Gladstone Institute of Data Science and Biotechnology, San Francisco, CA, USA.
Environmental Genomics and Systems Biology Division, Lawrence Berkeley National Laboratory, Berkeley, CA, USA.
PLoS Comput Biol. 2018 Aug 9;14(8):e1006242. doi: 10.1371/journal.pcbi.1006242. eCollection 2018 Aug.

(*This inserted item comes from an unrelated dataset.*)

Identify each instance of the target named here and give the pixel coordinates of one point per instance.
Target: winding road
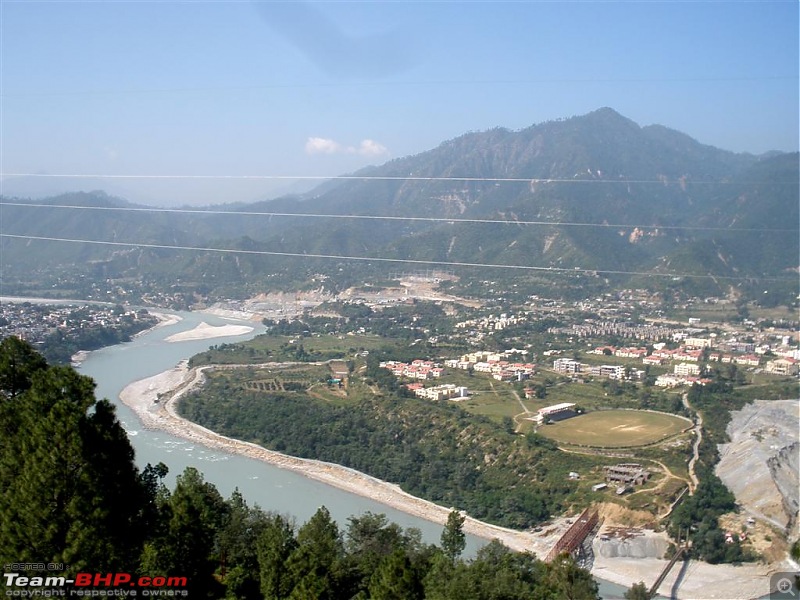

The mechanisms by which different microbes colonize the healthy human gut versus other body sites, the gut in disease states, or other environments remain largely unknown. Identifying microbial genes influencing fitness in the gut could lead to new ways to engineer probiotics or disrupt pathogenesis. We approach this problem by measuring the statistical association between a species having a gene and the probability that the species is present in the gut microbiome. The challenge is that closely related species tend to be jointly present or absent in the microbiome and also share many genes, only a subset of which are involved in gut adaptation. We show that this phylogenetic correlation indeed leads to many false discoveries and propose phylogenetic linear regression as a powerful solution. To apply this method across the bacterial tree of life, where most species have not been experimentally phenotyped, we use metagenomes from hundreds of people to quantify each species' prevalence in and specificity for the gut microbiome. This analysis reveals thousands of genes potentially involved in adaptation to the gut across species, including many novel candidates as well as processes known to contribute to fitness of gut bacteria, such as acid tolerance in Bacteroidetes and sporulation in Firmicutes. We also find microbial genes associated with a preference for the gut over other body sites, which are significantly enriched for genes linked to fitness in an in vivo competition experiment. Finally, we identify gene families associated with higher prevalence in patients with Crohn's disease, including Proteobacterial genes involved in conjugation and fimbria regulation, processes previously linked to inflammation. These gene targets may represent new avenues for modulating host colonization and disease. Our strategy of combining metagenomics with phylogenetic modeling is general and can be used to identify genes associated with adaptation to any environment.
不同微生物在健康人体肠道中定植的机制,与其他身体部位、疾病状态下的肠道或其他环境中的定植机制在很大程度上仍不清楚。鉴定影响肠道适应性的微生物基因可能会带来新的方法来设计益生菌或破坏发病机制。我们通过测量物种拥有一个基因与该物种存在于肠道微生物组中的概率之间的统计关联来解决这个问题。挑战在于,密切相关的物种往往在微生物组中共同存在或不存在,并且共享许多基因,其中只有一部分与肠道适应有关。我们表明,这种系统发育相关性确实会导致许多假阳性发现,并提出了系统发育线性回归作为一种强大的解决方案。为了在细菌生命树中应用这种方法,其中大多数物种尚未进行实验表型鉴定,我们使用来自数百人的宏基因组来量化每个物种在肠道微生物组中的普遍性和特异性。这种分析揭示了数千个潜在涉及物种适应肠道的基因,包括许多新的候选基因以及已知有助于肠道细菌适应性的过程,例如拟杆菌门的耐酸性和厚壁菌门的孢子形成。我们还发现与肠道偏好相关的微生物基因,这些基因与体内竞争实验中的适应性显著相关。最后,我们确定了与克罗恩病患者更高普遍性相关的基因家族,包括与共轭和菌毛调节相关的 Proteobacterial 基因,这些过程先前与炎症有关。这些基因靶标可能代表调节宿主定植和疾病的新途径。我们将宏基因组学与系统发育建模相结合的策略是通用的,可以用于鉴定与任何环境适应相关的基因。